Electrical / Data / AV: If you miss some of the other things on this list, you can probably still operate your business effectively.  However, correctly locating electrical receptacles and data connectivity is imperative to running your business.   Audio-Video (AV) used to be something that was only in the main conference room but more and more, it’s is being incorporated into all areas of an office space.  Using TV’s as monitors and for video conferencing–even in private offices–is now seen as a very productive communication tool.   The infrastructure for all of this needs to be carefully thought-out.  Even if you don’t have the budget to buy the equipment now, adding the conduit in the walls and floors for future needs will save a ton of money down the road.  In my experience, Phone and IT people just assume the infrastructure will be provided for them and the Landlord will just assume the IT people will deal with their own infrastructure.  Determine what you need now and what you might need in the future and try incorporating that into the design of your space.  You’ll be surprised at how much you can get the landlord to do as part of the initial build out.

Security / Access Control: Card readers are common place as a security measure but mostly used as access control only, allowing a business owner to monitor the access of employees and avoid changing locks when a disgruntled employee leaves the company.  In order for card readers to work, a low voltage wire must run down to and through the door to active/deactivate the lock.  Calling that out on the plan will often get it paid for by the landlord.   Adding it later will not only cost more, but it will certainly be on your dime.

Locking Doors: Most building standard doors don’t have locking hardware.  Determine where you need to have doors that lock with a key and have the plan reflect that hardware.  It can be as much as $500 each to replace the hardware if it needs to be added later.  Most landlord will agree to add locks on some of the doors at their cost.

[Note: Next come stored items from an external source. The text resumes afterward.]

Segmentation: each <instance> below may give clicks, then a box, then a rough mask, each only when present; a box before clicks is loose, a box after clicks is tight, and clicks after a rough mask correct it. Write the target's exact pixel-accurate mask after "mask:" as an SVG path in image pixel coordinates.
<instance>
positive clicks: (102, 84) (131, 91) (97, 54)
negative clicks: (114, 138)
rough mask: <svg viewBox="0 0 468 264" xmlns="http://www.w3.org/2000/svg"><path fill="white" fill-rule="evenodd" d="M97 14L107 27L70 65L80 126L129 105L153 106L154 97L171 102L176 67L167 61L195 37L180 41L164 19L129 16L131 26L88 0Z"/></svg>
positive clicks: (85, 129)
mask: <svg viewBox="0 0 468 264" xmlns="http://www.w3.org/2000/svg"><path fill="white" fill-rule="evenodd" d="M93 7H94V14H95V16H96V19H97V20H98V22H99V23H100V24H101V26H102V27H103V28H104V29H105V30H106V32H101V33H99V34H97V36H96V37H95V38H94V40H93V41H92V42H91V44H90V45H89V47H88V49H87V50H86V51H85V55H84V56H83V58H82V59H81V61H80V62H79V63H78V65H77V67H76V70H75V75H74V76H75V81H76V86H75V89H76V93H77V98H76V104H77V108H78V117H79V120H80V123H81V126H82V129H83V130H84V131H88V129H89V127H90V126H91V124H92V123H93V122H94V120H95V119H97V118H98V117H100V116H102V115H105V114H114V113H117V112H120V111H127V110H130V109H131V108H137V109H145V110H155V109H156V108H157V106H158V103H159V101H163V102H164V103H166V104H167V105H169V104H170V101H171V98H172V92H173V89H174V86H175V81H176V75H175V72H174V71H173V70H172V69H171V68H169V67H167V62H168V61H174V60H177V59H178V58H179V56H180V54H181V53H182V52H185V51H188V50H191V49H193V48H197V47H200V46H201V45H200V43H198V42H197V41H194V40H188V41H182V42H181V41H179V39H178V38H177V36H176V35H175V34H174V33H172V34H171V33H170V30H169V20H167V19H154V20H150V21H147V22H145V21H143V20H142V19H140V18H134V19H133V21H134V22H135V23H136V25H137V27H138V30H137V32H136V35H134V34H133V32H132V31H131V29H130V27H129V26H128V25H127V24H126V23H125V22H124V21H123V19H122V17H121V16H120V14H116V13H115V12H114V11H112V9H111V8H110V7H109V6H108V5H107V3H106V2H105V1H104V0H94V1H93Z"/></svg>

Homerun: A “homerun” is a conduit that connect the telephone room in the common areas to the server room in your space.  It may only cost $1,000 or $2,000 to have your cabling company do this, but if you ask for it up front, the landlord will provide it most of the time.   Be sure you specify the correct size conduit that you need, based on the amount of wires that need to be pulled through it.

My advice is to take some time and discuss all of this information with your staff, consultants, and vendors long before you start looking for space.  Knowing all of this will make you better equipped to discuss all of this in your first meeting with the architect / space planner.   The more you can include in the plans, the better chance you will have of getting the landlord to include it in his TI package.  Be prepared for the Landlord telling you that you are responsible for paying for some of this.  In that case, request costs for each item and agree to those costs before you sign your lease.   After the ink is dry, you have no leverage.

Don’t assume your real estate broker knows all of this.  Most don’t get involved in the Tenant Improvement, short of negotiating the allowance for you, and most don’t come to the job meetings once the construction starts.  I’ve always been interested in how space was built so I try to attend most job meetings with my clients. At some point in my past, I have seen clients pay for things I did not feel was appropriate and other times I have been able to get landlords to pay for things simply because they were included in the drawings  Defining what improvements you need and including them in the plans early gives you the best chance of getting the landlord to pay for them so you don’t have to.